In summary, acute blood loss anemia occurs frequently in patients with acute bleeding from any cause and is a significant indicator of severity of illness that should be clearly documented in the medical record. The term “postoperative hemorrhage” may lead to incorrect coding of a complication of care. Physicians should be cautious when using the term “post-op” to describe any condition since it may be misinterpreted as meaning “due to surgery,” resulting in the assignment of a “complication” code.
Richard Pinson, MD, FACP, is a certified coding specialist and co-founder of HCQ Consulting in Houston. This content is adapted with permission from HCQ Consulting.
Acute blood loss anemia examples
Example 1: A 50-year-old former professional football player has knee replacement surgery. His hemoglobin level is 16.2 g/dL before surgery and 13.8 g/dL after surgery. Does he have acute blood loss anemia? Does this suggest a hemorrhagic complication of surgery?

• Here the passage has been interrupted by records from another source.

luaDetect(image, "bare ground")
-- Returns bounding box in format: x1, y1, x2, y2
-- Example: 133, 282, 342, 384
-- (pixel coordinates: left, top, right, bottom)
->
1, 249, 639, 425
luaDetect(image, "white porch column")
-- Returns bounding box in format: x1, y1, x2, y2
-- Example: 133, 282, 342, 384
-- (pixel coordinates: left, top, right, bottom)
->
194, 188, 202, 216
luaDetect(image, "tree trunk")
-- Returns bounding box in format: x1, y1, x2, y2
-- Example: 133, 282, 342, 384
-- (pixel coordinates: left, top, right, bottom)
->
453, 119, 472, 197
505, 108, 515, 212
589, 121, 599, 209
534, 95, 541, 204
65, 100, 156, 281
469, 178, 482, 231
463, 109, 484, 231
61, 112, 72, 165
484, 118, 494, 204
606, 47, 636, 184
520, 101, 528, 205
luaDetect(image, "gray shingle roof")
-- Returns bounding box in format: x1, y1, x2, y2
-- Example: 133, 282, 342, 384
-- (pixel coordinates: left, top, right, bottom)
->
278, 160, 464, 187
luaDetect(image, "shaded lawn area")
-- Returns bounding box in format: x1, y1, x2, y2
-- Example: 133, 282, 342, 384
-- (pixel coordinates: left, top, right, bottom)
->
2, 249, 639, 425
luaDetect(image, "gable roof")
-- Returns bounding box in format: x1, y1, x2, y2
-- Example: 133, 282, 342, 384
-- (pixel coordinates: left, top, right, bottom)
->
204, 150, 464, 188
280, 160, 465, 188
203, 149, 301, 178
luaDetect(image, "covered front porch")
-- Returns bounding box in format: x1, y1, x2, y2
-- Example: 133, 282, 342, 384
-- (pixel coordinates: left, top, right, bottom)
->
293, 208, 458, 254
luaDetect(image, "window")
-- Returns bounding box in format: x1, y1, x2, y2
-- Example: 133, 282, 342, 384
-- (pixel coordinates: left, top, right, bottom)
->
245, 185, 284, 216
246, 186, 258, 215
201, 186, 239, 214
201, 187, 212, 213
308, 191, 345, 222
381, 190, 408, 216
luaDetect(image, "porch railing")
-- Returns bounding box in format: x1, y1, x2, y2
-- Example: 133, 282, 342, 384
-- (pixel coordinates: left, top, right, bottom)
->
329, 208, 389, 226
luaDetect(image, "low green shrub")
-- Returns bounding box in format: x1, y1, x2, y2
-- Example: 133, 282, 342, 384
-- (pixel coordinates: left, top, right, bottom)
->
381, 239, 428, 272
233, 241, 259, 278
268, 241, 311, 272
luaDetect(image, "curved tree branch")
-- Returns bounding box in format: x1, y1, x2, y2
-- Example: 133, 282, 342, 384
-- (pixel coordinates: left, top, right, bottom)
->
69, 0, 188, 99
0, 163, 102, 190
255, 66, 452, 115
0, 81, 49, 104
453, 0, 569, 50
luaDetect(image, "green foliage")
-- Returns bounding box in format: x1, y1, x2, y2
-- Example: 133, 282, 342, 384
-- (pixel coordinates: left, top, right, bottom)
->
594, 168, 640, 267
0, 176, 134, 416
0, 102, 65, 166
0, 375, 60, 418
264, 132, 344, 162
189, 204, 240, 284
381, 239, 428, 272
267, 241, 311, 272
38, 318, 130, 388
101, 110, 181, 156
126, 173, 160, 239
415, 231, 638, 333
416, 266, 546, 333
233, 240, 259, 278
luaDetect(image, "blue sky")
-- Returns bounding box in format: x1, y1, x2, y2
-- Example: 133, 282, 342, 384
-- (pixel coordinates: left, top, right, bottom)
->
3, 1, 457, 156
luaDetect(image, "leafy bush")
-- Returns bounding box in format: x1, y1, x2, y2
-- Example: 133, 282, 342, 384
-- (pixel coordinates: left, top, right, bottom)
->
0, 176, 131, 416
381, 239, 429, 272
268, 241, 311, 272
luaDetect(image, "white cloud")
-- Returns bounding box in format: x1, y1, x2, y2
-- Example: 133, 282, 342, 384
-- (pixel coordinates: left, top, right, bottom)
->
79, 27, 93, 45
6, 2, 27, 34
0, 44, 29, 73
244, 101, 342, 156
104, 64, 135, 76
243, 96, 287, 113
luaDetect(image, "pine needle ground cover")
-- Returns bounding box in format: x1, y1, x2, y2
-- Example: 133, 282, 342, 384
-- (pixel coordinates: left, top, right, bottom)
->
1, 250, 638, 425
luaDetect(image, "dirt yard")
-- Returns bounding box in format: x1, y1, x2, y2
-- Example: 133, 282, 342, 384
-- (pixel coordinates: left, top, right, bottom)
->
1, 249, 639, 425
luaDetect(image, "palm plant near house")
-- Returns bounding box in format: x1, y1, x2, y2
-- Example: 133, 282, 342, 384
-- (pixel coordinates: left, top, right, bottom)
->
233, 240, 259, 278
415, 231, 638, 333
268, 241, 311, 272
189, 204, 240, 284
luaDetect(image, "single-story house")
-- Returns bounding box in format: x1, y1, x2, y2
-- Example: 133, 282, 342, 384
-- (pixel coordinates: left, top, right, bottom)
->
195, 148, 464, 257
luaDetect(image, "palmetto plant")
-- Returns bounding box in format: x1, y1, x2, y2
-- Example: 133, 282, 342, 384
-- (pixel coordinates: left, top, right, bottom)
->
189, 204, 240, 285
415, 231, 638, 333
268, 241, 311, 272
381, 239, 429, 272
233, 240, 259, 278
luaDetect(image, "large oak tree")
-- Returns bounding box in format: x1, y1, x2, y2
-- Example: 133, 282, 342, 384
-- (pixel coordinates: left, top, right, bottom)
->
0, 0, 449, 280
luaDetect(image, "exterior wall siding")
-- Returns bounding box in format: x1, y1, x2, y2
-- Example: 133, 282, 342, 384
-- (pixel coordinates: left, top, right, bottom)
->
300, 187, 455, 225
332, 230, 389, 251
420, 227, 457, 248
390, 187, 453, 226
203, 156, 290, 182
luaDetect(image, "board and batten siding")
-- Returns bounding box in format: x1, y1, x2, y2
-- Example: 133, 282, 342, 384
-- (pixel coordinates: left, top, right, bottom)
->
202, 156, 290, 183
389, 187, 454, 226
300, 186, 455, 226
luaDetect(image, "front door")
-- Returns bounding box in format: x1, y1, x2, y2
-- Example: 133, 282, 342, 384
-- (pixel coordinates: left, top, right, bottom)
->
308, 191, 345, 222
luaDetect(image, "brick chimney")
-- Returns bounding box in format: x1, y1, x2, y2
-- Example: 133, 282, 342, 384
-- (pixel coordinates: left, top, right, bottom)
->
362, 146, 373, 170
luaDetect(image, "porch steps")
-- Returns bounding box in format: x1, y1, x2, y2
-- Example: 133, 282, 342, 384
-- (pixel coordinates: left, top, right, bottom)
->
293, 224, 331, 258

Answer: He does not have acute blood loss anemia because he did not become anemic even though the amount of blood lost was substantial, as indicated by the decline in hemoglobin concentration. This amount of bleeding is common and expected with knee replacement surgery and should not be considered a complication of the procedure.
Example 2: A 30-year-old mother of three undergoes a transvaginal hysterectomy for prolapsed uterus and menometrorrhagia. Her hemoglobin level is 11.5 g/dL before surgery and 9.0 g/dL after surgery. Does she have acute blood loss anemia? Was the procedure complicated by unexpected hemorrhage?
Answer: She does have acute blood loss anemia; she was anemic preoperatively but substantially more so afterward due to operative blood loss. Based on the above information, it is not clear whether an unexpected or unusual amount of blood loss occurred that would constitute a surgical complication. A physician would have to document the blood loss's significance and any connection with the procedure for the “complication” code to be assigned.